Great Falls of the Passaic River in Paterson, New Jersey © 2004 Matthew Trump

Great Falls of the Passaic River in Paterson, New Jersey © 2004 Matthew Trump

Paterson, New Jersey was one of America’s original factory towns. William Carlos Williams, who was born and died in nearby Rutherford, memorializes the town in his long poem  Paterson. The town is anthropomorphized,

Paterson lies in the valley under the Passaic Falls,
its spent waters forming the outline of his back.
. . .
Twice a month Paterson receives
communications from the Pope and Jacques Barzun
(Isocrates). His works
have been done into French
and Portuguese.
. . .
Say it! No ideas but in things. Mr.
Paterson has gone away
to read and write.
Inside the bus one sees
his thoughts sitting and standing. His
thoughts alight and scatter —

 

James Patterson, who was also born not too far from Paterson, in Newburgh, New York, is, like the nineteenth century factories of Paterson, prolifically productive. Fifteen books a year is almost unbelievable. His work methods are fascinating — it’s a sort of factory system. The Telegraph did a piece in 2014 about his team-work. He uses about twenty other authors to write up books based upon an outline he provides. He edits and “corrects” drafts, and acknowledges the co-author on the book. We may react to this with disapproval: how could an author do something like that. But why shouldn’t an author do something like that? Mr Patterson is quite definitely in the entertainment business. Nobody complains for instance that Martin Scorsese doesn’t write the movies he directs or design the costumes, do the makeup, and build the sets: movies are a collaborative business. Why shouldn’t books be too? (We publishing people might be tempted to claim that they always are.) We are all used to the idea of ghost-written celebrity autobiographies after all. Surely nobody can really have objections to some authors using such streamlined production methods; even if they were writing poetry say.

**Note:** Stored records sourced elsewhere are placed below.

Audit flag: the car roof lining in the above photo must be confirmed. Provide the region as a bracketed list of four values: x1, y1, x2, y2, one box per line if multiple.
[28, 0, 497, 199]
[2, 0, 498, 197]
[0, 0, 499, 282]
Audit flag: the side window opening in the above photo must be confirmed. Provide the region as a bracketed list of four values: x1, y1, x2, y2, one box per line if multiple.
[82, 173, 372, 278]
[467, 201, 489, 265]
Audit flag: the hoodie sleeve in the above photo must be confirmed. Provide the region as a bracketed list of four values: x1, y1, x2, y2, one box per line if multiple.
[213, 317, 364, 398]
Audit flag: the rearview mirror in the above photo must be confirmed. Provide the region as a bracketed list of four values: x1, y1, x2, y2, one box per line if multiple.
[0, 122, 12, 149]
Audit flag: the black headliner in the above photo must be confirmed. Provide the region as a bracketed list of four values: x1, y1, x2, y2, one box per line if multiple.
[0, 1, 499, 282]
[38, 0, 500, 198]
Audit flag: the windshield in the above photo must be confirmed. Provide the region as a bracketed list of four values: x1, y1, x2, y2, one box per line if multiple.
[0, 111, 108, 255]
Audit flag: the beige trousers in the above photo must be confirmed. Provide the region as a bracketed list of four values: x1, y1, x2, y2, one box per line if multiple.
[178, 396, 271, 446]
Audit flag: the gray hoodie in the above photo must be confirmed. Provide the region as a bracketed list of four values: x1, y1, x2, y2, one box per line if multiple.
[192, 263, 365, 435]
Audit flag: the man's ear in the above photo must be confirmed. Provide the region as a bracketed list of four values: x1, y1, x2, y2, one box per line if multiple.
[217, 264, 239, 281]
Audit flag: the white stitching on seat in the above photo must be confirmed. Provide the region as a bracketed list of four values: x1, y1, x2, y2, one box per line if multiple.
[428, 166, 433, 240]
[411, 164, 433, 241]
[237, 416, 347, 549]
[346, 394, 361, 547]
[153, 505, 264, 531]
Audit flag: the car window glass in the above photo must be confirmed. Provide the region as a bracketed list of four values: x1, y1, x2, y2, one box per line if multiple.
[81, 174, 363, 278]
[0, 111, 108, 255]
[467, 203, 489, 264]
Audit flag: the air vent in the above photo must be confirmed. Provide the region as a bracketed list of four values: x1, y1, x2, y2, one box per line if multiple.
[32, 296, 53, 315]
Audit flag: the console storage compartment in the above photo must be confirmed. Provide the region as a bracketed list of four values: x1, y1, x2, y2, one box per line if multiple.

Why shouldn’t T. S. Eliot get a co-author in on The Wasteland for instance? Oops. He did didn’t he?

Mr Patterson is well known for his benevolence towards independent bookstores and other initiatives in defense of the book business. Now he plans to convert the vast world of non-readers into avid book buyers by giving them what he believes they want: short books which can be quickly read and loved. Here’s The New York Times story about the proposal. The 150pp max. books will be published by Little Brown. Some will be written by Patterson, some by his factory system and others selected by him. Thank you Mr Patterson. Every little thing helps, and I suspect that your name is more likely to bring in new readers than most. And I dare say there’s a royalty in there somewhere.